Double pneumonia, delirium, and a bathtub filled with ice cubes? Fabricating an illness in Mrs. Wilson’s fourth grade until the symptoms become real? Long, empty sick days in a big house with a mother who cannot, under any circumstances, have her housecleaning schedule interrupted (which explains a visceral response to the combination of soft-boiled egg/sound of floor waxer)? I don’t know!
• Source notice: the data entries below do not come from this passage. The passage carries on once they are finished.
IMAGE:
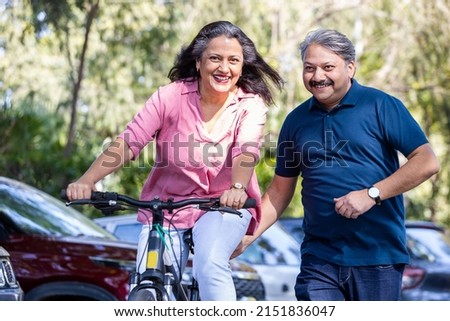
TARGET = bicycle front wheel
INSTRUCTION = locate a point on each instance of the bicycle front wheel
(143, 294)
(148, 292)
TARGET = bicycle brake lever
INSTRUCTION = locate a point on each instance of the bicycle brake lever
(228, 210)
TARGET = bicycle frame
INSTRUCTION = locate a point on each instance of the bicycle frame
(160, 281)
(160, 273)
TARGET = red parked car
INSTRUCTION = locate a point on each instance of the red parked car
(58, 253)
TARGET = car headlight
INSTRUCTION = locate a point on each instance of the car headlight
(7, 277)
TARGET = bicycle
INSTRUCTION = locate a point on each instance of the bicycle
(160, 281)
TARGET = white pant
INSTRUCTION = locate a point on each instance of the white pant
(215, 236)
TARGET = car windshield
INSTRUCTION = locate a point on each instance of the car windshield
(36, 212)
(429, 243)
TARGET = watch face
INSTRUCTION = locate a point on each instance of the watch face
(374, 192)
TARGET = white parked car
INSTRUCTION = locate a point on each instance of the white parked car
(275, 255)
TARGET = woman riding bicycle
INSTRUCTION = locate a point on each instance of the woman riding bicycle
(207, 125)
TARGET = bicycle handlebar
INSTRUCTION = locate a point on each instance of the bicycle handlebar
(110, 202)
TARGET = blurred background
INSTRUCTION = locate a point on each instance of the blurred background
(74, 72)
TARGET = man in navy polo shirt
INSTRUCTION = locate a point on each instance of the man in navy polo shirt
(344, 143)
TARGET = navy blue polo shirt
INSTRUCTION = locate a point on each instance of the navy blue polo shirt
(349, 148)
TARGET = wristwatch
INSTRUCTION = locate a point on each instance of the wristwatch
(374, 193)
(239, 186)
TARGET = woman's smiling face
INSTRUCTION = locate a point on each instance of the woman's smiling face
(220, 65)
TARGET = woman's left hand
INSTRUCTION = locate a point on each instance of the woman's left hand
(234, 198)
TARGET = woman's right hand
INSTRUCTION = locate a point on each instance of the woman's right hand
(80, 189)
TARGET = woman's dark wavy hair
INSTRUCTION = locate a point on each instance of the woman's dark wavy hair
(255, 72)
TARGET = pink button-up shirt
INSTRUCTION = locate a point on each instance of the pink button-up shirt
(190, 161)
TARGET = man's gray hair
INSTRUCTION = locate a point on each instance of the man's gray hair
(332, 40)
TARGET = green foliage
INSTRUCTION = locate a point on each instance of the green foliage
(29, 136)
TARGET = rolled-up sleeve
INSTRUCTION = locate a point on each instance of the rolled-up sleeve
(250, 129)
(143, 127)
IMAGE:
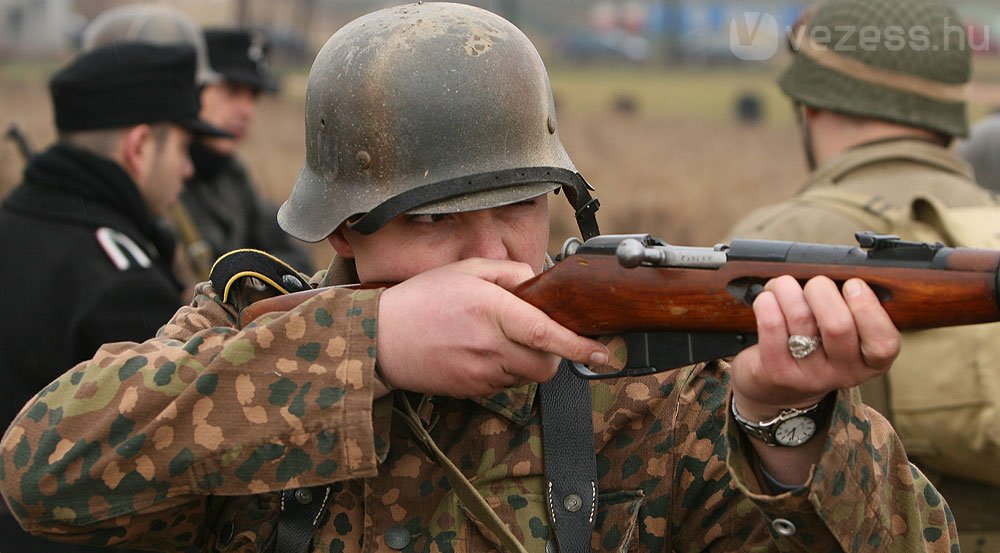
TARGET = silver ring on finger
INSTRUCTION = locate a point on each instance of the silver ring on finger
(803, 346)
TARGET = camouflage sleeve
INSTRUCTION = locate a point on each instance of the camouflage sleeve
(127, 447)
(864, 494)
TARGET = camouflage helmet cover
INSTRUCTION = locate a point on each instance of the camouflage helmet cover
(903, 61)
(413, 108)
(154, 24)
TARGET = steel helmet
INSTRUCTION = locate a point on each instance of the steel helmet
(425, 108)
(153, 23)
(903, 61)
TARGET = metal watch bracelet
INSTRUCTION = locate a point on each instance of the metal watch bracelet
(765, 430)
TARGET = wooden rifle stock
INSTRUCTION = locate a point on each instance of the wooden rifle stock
(637, 285)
And when I don’t know, the car of my mind will inevitably veer onto the MetaphorLand off ramp. There are those, as we know, who believe all illness and injury are primarily a reflection of spiritual, emotional, or psychic imbalance.
Sinuses are about repression of grief and unshed tears. Hands are about not being able either to hold on or let go. Etcetera. I am so prone to this kind of thinking — not just about illness but about every single thing in life — that I need to be polemically reminded that there are also those who disagree.
One of them is American woman of letters Susan Sontag (1933-2004), who in her 1978 celebrated treatise Illness as Metaphor states up front that “…the healthiest way of being ill — is one most purified of, most resistant to, metaphoric thinking.”
She names tuberculosis and cancer, and later AIDS, as illnesses that have not benefited from being culturally viewed as metaphors for anything. In fact, her view is that patients suffer unnecessarily by attributing additional meaning to their disease.
Exhausted by meanings, I partially agree! As I lie here, then, trying not to attribute much meaning to my symptoms, their related organs or body parts, or to illness as a whole, I try imagining a world without metaphors. To do this, I have to imagine myself as a crow or a box or a bolt of lightening, which, though they exist in our human world as metaphors, exist to themselves as simply themselves. I am able to hold this thought — myself as crow — for about six seconds before my stream, river, flood of consciousness collapses the dike.
Fast forward to now: I have managed to stay on the couch for four solid days and get better. How do I do it? Ha! A lucky combination of blocking metaphors, drinking gallons of hot fluids, and four entire seasons of a TV series I’m too embarrassed to name.
Now that I’m better, however, I know what I’m in for: that inevitable flooding back of metaphors. So, I’m rolling up my pants.